Because of this limitation, field studies aim to strategically sample trees. When looking at U.S. forests, for example, on average about 30 trees of each species would be cut down and measured. Researchers would then use basic mathematical models to scale up those measurements to many thousands, or even millions, of trees, resulting in an estimate of the biomass – the amount of carbon stored – for an entire forest.
In the paper, published on Nov. 24 in Scientific Reports, Duncanson and her co-investigators, Ralph Dubayah and Oliver Rourke, both from the University of Maryland, College Park, found that this widely used method tends to overestimate the height of large trees, leading to biomass figures that are much too high for temperate forests. This overestimation occurs because of a sampling bias: many more young, smaller trees get selected for analysis than older, larger trees. Because the mathematical models that predict tree biomass are mostly based on the smaller trees, the resulting models do not make accurate predictions for the largest trees.

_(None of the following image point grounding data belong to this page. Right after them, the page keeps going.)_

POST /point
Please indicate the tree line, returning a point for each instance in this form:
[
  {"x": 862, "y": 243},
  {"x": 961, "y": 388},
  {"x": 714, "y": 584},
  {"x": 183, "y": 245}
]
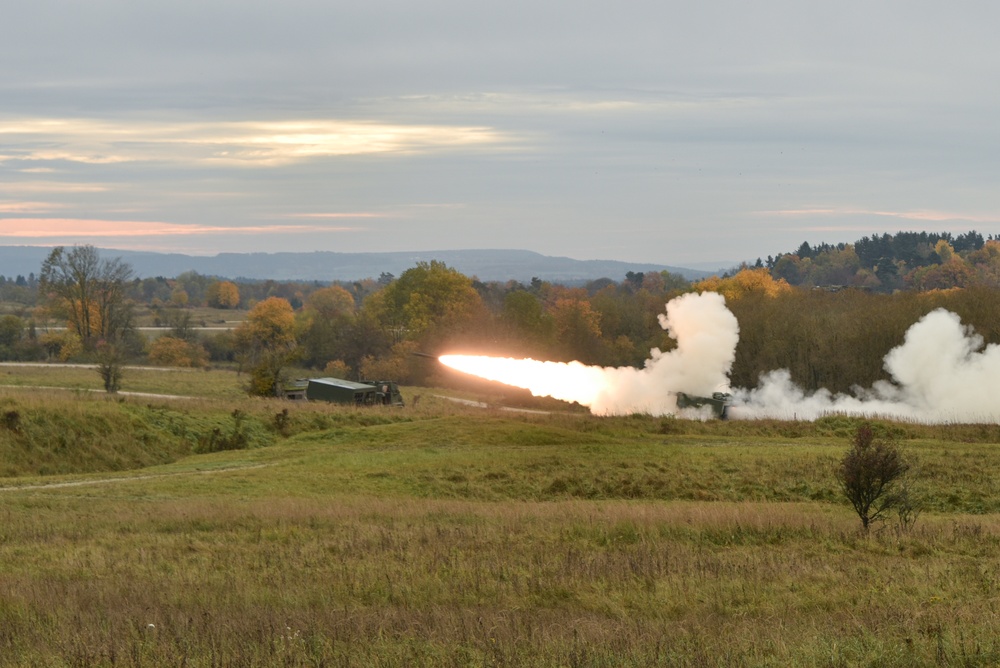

Instead of sampling trees by cutting them down, the new study used lidar, a laser-based technique that can analyze whole swaths of forest from above. The data were provided primarily by Goddard’s Lidar, Hyperspectral and Thermal instrument, known as G-LiHT. This portable lidar can be flown on an aircraft to provide fine-scale observations with a resolution of less than 3.3 feet (1 meter) over large areas.
“One of the innovations of this work is our use of lidar remote sensing to measure potentially millions of trees,” said Dubayah, a professor of geographical sciences. “This is a dramatically different approach when you consider how few trees are normally used to develop these relationships.”
From the lidar data, the researchers extracted digital measurements of the height and crown radius – the average horizontal spread of the limbs – for every tree selected. The team studied six U.S. forests, digitally measuring 10,000 to more than a million trees at each site. These measurements were used to develop new mathematical models to estimate the biomass of the forests.
Next, the researchers reran the models using only a sampling of the measurements – starting with tens of trees and going up to a few thousand. Including more trees led to better estimates, primarily because more large trees were accounted for. The team determined that when the small sample sizes typical of the conventional approach were used, the figures overestimated the inferred biomass of temperate forests by 70 percent, on average.
The bias that results from sampling small numbers of trees has been well studied in tropical forests. Even so, the researchers were surprised to discover the magnitude of the issue for temperate forests.
“Our findings underscore the importance of sampling more trees,” said Duncanson. “When you include more trees, and especially more big trees, you get a much better idea of how much carbon is being stored.”
New lidar instruments are being developed to help study the biomass of forests, including NASA’s Global Ecosystem Dynamics Investigation, or GEDI, an instrument led by Dubayah and being built at Goddard. GEDI will be the first instrument to systematically characterize forest canopies from space.
“GEDI will help fill in this missing piece of the carbon puzzle by measuring the vertical structure of the forest, which is information we cannot get with sufficient accuracy any other way,” said Dubayah.